Terraform for dbt Users

They might be more similar than you'd think

If you know dbt, then this post is to help you learn the core concepts of Terraform using the same mental model you use for dbt. You'll see where they're similar and how you can apply the paradigms you use in dbt to Terraform!

Why? Because making connections between what you're learning and something you already know is an effective way to wrap your head around that new topic.

If you know neither, some of the comparisons might seem confusing, but that's okay! You'll hopefully get an understanding of the patterns around both that will make learning either exponentially easier.

Introduction

In the past five years, two libraries have changed the game in their respective spaces: Terraform for cloud infrastructure and dbt for data transformations.

This post is to give you a basic understanding of what Terraform does and how multiple patterns we love about dbt also transfer to Terraform.

My personal goal is to get dbt users who don't know Terraform excited about it. I want you (if this is you) to get curious about how this can help you in your work and day-to-day life.

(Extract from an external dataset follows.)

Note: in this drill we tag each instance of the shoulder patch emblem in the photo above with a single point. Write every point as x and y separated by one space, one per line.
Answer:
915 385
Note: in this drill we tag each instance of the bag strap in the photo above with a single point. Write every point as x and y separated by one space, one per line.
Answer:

I'll have another blog post out soon about where Terraform fits within the current status of the data industry, but this isn't that post. Consider this the prologue. This is to get you excited and wanting to know how it will improve your lives.

Terraform

Terraform is a tool made by the brilliant minds at HashiCorp to solve problems in the new space of cloud computing cloud infrastructure. It popularized the concept of infrastructure-as-code.

I remember when I started using AWS, I looked at my team and asked them:

Wait. You just... click the buttons and you get a computer running virtually for $50,000 a month? And everyone else can change that computer, too? And if you want to prevent other people from messing with your things, you need to figure out IAM policies and roles? And you're okay with all of this?

After multiple frustrations with bad inputs, typos, and copy+pasting values, I ran. Fast. Away from cloud infrastructure. It felt like a swiss army knife made of flamethrowers. To be precise, cloud infrastructure are any servers, databases, or other tools from cloud service providers (CSPs) that allow you to create. Examples of CSPs are companies such Amazon Web Services (AWS), Google Cloud Platform (GCP), or Azure (sorry, no acronym here).

Me running away from CSPs Source: a historical image of me running away from CSPs

When Terraform came around, I became excited about infrastructure again. This was a way to manage infrastructure in text. The same, sweet version-controlled text we stored all of our code in on git.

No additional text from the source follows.